Considered a formative influence on Tony Blair’s foreign policy, Cooper argues the EU is one of mankind’s greatest achievements, except when it has failed spectacularly as it did in the Balkans. For good cinematic reasons, Poulsen gives us far more scenes of Cooper reciting poetry (usually Auden) than pontificating on policy. Theoretically, the film really is not about him, but his personality will greatly shape the proceedings.
Deputy Prime Minister Edita Tahiri will represent Kosovo, facing Borko Stefanović, Political Director of the Serbian Ministry of Foreign Affairs. Apparently, they are trying to reach an accord to allow each country to accept the other’s documentation for border crossings, without formally recognizing Kosovo’s independence or Serbia’s right to care. However, it is hard to get a comprehensive sense of what the minor treaty entails, because most of their time is spent haggling over the tiniest of words.
Even the staunchest of Euro-skeptics (which now includes just about all of Cooper’s countrymen) will find The Agreement shockingly engrossing. The really is the sausage-making side of international diplomacy, where the power of personality is disconcertingly important. It is also fascinating to feel our sympathies shift from one negotiator to another. Initially, Tahiri’s aggressive posture is off-putting, especially compared to Stefanović’s professionalism.
However, when we learn Tahiri spent months hiding in a bunker-like basement during the war because Serb forces put a bounty on her head, it is easier to understand her skepticism. In fact, the roles reverse as the negotiations drag on, with Stefanović’s miscommunication threatening to undermine the deal.
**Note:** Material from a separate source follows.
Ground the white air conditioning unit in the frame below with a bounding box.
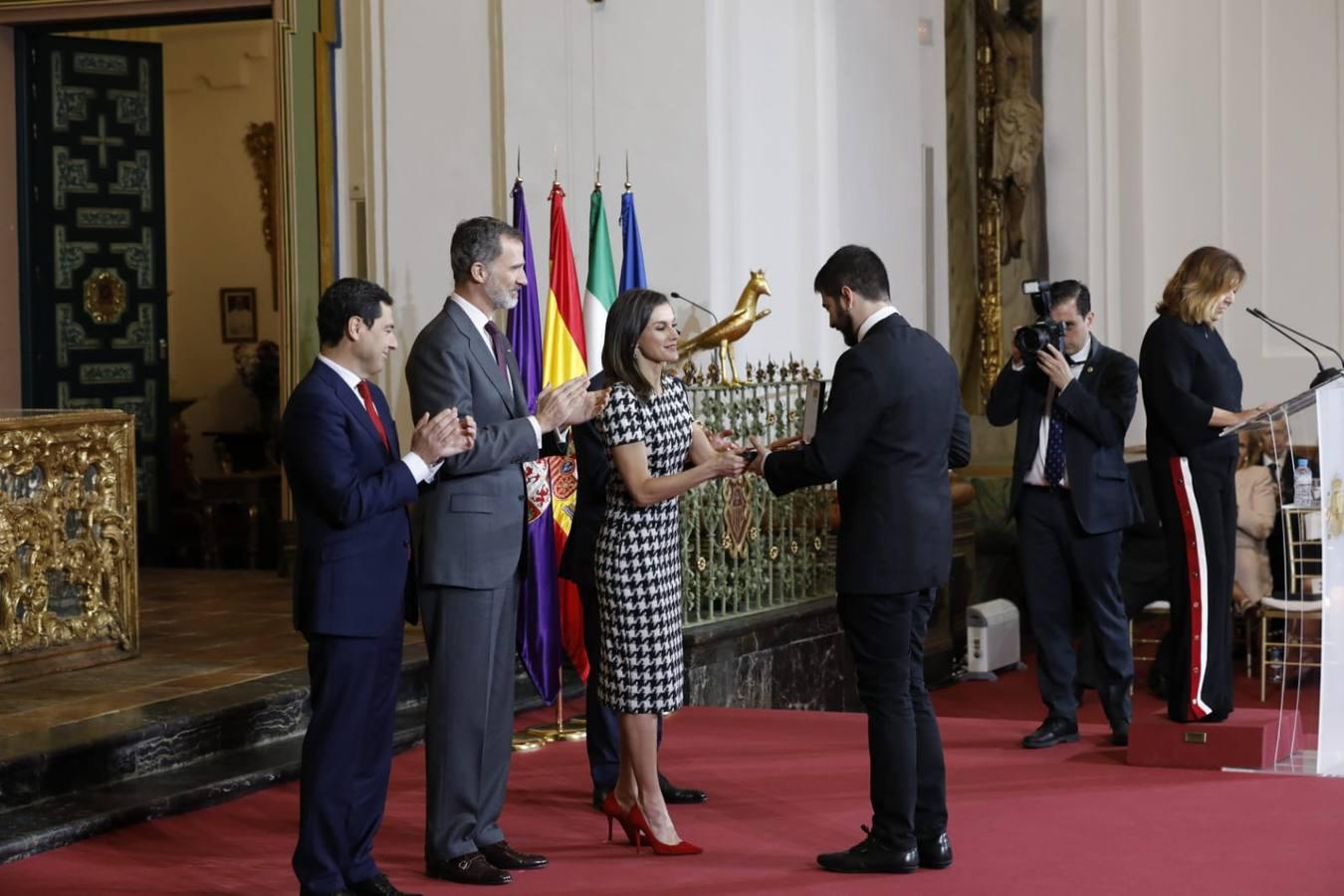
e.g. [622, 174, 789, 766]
[967, 599, 1025, 681]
Somewhat ironically, all three principles (Stefanović, Tahiri, and Cooper) emerge from the film looking like nice folks, who might have been chummy colleagues if they all taught at the same university. Since they are always interesting company, The Agreement never feels dry. Of course, there are also very real stakes involved—not so much the accord itself, but the macro effort to foster something like peace in the region that it represents.